1. morphologie classification

Ce sont des bactéries sans paroi et incapables de produire les précurseurs de peptidoglycanes contrairement aux formes L ou les protoplastes. On ne trouve donc pas de PLP, protéines liant la pénicilline, chez les mycoplasmes.
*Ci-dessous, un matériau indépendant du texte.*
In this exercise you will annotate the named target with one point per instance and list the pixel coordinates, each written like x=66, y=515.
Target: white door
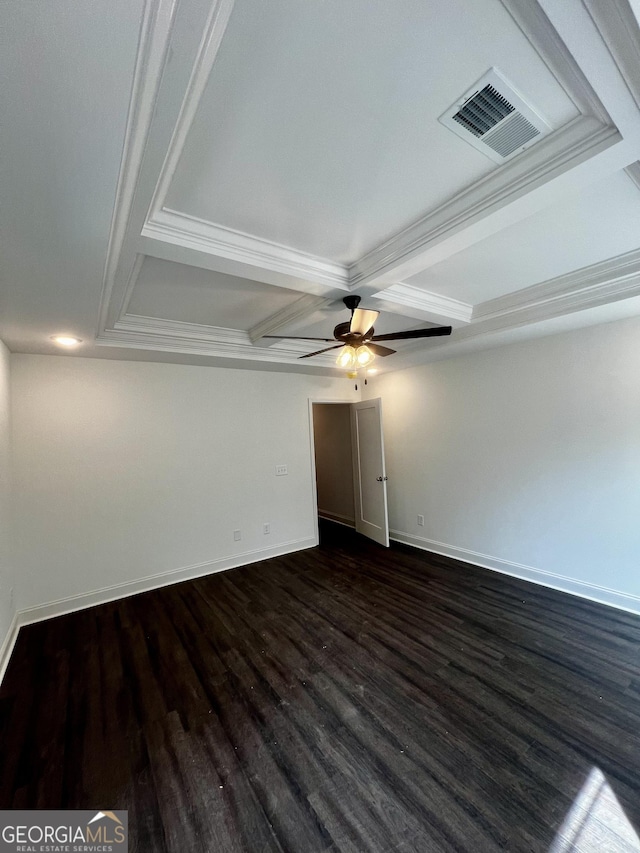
x=369, y=477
Elles forment une classe aux côtés des classes des Firmicutes (Gram +) et Gracilicutes (Gram -), la classe des Mollicutes (peau molle) ou Ténéricutes mais seraient dérivées de Clostridiums. Tous les mycoplasmes sont évidemment résistant aux bétalactamines.

Elles sont très fines (0,3 µm) et donc traversent les filtres de porosité 0,22 µm.

Elles sont très polymorphes, sont trouvées comme parasites (commensales ou pathogènes) des animaux et des plantes (spiroplasmes des agrumes), ou comme saprophytes.

Les Mycoplasmes parasites ont une forte tendance à se coller aux cellules car elles sont très généralement à la recherche de cholestérol, indispensable à la structure de leur membrane plasmique. Il existe des Mycoplasmes qui n'ont pas besoin de cholestérol.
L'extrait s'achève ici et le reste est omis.